Kramer — who this past weekend won the GanjaCup  indoor flower award at Portland’s GanjaCon with his Sour Diesel entry — says that sustainable practices, for all the environmental benefits, also produce better, safer weed. “A quality, clean product is more desirable and easier to market,” he explains, “and a healthy consumer is a long-term customer.”

Adam Jacques. Photo by Trask Bedortha.

 

Award-winning cannabis grower Adam Jacques at Oregon Microgrowers Guild says that the ethic of sustainability runs through every part of his operation. “My whole farm is built around it,” he says, noting that he’s currently using LED lighting, which cuts way back on electricity use. He’s installing solar panels in his greenhouse as well as a rain-collection system to further cut back on energy consumption, which he says can be a major concern for the cannabis industry at large.

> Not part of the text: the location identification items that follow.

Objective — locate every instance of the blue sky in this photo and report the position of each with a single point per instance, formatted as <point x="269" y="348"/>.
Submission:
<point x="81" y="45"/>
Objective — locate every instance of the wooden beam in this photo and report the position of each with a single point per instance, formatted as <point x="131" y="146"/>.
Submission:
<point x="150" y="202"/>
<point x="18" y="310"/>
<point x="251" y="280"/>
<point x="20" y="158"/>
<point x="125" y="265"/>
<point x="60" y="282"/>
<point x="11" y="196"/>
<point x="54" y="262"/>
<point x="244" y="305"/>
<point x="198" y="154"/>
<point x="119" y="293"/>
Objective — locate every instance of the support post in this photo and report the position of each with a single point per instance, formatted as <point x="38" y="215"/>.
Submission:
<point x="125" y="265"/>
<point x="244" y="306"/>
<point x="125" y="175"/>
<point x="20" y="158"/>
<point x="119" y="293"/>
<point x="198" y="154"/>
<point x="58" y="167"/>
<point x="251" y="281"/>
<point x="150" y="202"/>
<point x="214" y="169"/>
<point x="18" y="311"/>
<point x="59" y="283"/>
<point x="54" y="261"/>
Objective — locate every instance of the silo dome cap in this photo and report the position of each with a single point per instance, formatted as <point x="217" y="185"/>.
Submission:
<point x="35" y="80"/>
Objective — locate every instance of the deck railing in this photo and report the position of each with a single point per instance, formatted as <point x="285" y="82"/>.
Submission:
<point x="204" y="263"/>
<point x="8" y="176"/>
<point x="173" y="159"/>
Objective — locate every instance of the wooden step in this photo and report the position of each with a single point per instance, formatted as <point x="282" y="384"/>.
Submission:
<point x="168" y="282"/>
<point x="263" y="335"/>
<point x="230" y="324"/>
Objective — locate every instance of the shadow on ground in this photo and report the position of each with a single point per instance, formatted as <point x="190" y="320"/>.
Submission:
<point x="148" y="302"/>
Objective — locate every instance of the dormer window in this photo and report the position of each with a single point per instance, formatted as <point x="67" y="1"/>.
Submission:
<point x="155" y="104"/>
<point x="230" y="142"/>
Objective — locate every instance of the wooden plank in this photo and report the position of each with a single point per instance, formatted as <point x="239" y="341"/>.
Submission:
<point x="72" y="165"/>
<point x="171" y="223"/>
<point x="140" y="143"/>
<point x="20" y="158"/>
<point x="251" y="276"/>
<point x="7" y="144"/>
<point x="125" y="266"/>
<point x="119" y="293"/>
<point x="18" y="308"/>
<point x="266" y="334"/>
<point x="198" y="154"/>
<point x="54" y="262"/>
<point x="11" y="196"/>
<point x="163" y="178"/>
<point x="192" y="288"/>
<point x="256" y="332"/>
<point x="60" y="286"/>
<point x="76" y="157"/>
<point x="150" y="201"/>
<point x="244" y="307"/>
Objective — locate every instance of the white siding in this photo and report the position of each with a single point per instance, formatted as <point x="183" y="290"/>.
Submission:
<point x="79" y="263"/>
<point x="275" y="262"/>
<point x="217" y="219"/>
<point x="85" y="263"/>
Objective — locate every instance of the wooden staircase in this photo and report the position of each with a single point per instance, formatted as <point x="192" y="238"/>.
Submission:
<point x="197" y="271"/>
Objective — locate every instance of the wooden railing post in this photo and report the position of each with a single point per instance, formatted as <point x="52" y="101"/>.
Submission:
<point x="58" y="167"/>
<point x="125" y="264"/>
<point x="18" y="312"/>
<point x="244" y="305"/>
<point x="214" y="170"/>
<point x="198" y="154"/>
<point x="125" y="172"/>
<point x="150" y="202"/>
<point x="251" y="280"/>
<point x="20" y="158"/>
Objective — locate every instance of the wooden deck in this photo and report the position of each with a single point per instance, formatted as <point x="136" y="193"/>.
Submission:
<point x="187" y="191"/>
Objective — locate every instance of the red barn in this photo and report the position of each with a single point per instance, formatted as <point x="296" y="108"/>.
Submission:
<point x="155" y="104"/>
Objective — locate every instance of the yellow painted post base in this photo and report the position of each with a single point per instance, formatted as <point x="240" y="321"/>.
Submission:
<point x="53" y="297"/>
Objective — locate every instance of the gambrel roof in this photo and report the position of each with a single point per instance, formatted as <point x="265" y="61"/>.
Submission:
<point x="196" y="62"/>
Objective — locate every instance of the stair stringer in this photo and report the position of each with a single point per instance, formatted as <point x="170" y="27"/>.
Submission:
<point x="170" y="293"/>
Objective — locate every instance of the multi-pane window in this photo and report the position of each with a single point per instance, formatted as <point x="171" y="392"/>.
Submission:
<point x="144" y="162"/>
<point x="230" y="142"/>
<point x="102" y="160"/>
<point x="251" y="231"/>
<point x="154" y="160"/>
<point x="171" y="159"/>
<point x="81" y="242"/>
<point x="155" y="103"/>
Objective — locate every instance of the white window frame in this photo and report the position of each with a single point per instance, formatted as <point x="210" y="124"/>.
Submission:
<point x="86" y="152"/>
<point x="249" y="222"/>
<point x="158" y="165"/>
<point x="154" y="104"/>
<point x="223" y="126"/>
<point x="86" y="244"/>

Jacques also uses a no-till system with no chemical additives — “probably the craziest spray I use is hydrogen peroxide,” he says — which both improves water retention in the soil and minimizes the impact of what leeches back into the water supply. “We pretty much run with zero run-off in our drains,” he adds.

“We’re going to do what’s best and greenest for the environment, because that’s who we are,” Jacques says, adding that focusing on organic, sustainable practices creates a better product in the end — richer, tastier buds, with a fuller profile of turpines that gives the cannabis a completeness not found in weed that is amped-up and sped-up by chemical fertilizers. The analogy with the beef industry is clear: Hormone-fed cattle might grow faster and plumper, but its quality is questionable and its safety even more so.

“We’ve built our business on trust,” Jacques says, pointing out the similarities in cannabis production with the organic food industry as a whole. “Let’s say you go to a Fred Meyer and there’s a health food sections,” he says with a smile. “What are the other sections?”